Every political party has its kamikaze squadrons. This year, Republicans have Colorado's Tom Tancredo and Delaware's Christine O'Donnell, the inexhaustible fountain of liberal mirth. Too bad for Democrats that their kamikazes are the Senate majority leader, the Speaker of the House, and the Obamakaze himself.

I've been thinking about this theme for several months, as Democrats launched successive waves of politically suicidal legislation and then struggled, amusingly, to explain their political collapse to themselves. But it took reading Tony Blair's recent memoir, and later interviewing him in person, to bring some thoughts into focus. It's a book Mr. Obama might want to read himself, come the first Wednesday in November.

In Mr. Blair's analysis, the party's problems were of four kinds. Politically, it had convinced itself that Britain kept voting for Margaret Thatcher not because Labour was out of touch, but because it was insufficiently left-wing. Ideologically, it failed to see that the public sector was far from synonymous with, and often profoundly hostile to, the public interest. Culturally, it didn't grasp the concept of aspiration: The idea that what the working class wants above all is to get out of the working class, just as what the middle class wants above all is to become rich.

Then, too, there was the peculiar psychology of the left:

"Progressive parties are always in love with their own emotional impulses. They have a feeling, however, that the electorate may not be of the same mind, so they are prepared to loosen them. Deep down, they wish it weren't so, and hope against hope that maybe one day, in one possibly unique circumstance, the public will share them. It's a delusion. They won't. But, though progressives know that, the longing is acute and the temptation to rebind themselves to such impulses strong."

Today, the Democratic excuse-machine sounds eerily like Labour's under Neil Kinnock. (Joe Biden is a long-time admirer.) Americans aren't happy with ObamaCare? It's because it lacks the public option. Americans don't like super-size-me government? It's because they fail to appreciate the horrors from which only the federal behemoth could rescue them. Americans aren't responding well to the administration's populist overtures, the tightness with organized labor, the rhetorical volleys against the modern malefactors of wealth? You can fill in the rest.

Still, the fundamental point is the psychological one. Oddly for a president thought to be so cerebral—and criticized by his base as excessively so—Mr. Obama has consistently appealed to Democrats' Id, the part of their psyche that consists of desire. Desire, not least in matters of racial transcendence, is what secured Mr. Obama's nomination and election. Desire, particularly on subjects like health care, taxes and union power, is what is now proving his political undoing.

(Strange contrast: Bill Clinton, whose own Id is one for the history books, nonetheless pitched himself to the Democrats' super-ego, its will to win, and reaped the electoral rewards.)

Now the president is wending his way through backyards and whining his way through magazine interviews, urging the base forward. But Americans didn't volunteer to affix bayonets and go out screaming "Banzai" when they voted for hope and change. Nor, I suspect, does the Democratic Party cherish being Mr. Obama's vehicle of choice as he heads for the carriers.

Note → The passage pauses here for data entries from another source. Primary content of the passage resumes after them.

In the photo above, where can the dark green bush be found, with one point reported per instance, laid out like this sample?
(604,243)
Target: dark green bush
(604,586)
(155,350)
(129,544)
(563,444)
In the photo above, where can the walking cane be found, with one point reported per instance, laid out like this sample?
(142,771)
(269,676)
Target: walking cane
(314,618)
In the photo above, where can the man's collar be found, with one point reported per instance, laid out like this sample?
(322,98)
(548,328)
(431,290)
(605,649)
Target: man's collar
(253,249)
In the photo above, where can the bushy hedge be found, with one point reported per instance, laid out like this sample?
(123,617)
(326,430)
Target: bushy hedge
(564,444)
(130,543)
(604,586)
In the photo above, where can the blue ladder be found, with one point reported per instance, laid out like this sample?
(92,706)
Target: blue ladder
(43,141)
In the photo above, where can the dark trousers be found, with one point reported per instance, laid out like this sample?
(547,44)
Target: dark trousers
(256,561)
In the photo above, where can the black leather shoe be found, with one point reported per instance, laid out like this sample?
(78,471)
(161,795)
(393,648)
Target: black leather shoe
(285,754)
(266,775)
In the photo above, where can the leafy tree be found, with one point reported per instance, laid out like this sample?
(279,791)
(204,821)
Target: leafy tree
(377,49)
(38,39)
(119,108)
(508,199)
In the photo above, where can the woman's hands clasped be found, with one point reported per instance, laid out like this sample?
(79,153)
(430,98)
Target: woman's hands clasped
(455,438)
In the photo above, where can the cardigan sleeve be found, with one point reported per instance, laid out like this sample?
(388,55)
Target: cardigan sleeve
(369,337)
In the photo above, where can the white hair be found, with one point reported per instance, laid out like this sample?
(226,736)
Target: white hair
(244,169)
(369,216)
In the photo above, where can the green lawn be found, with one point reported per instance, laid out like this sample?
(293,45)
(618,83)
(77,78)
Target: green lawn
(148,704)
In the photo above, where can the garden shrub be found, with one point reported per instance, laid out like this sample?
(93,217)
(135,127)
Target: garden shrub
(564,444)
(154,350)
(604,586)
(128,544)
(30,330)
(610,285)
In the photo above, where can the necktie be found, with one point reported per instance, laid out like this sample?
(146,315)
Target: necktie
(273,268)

Here's what the president might do instead. Stop campaigning. Spend a long weekend at Camp David. Give Mr. Blair a call. Attend to his advice:

"The only way we [progressives] win is by being the party of empowerment, and that requires a state that is more minimalist and strategic, that is about enabling people, about developing their potential but not constraining their ambition, their innovation, their creativity."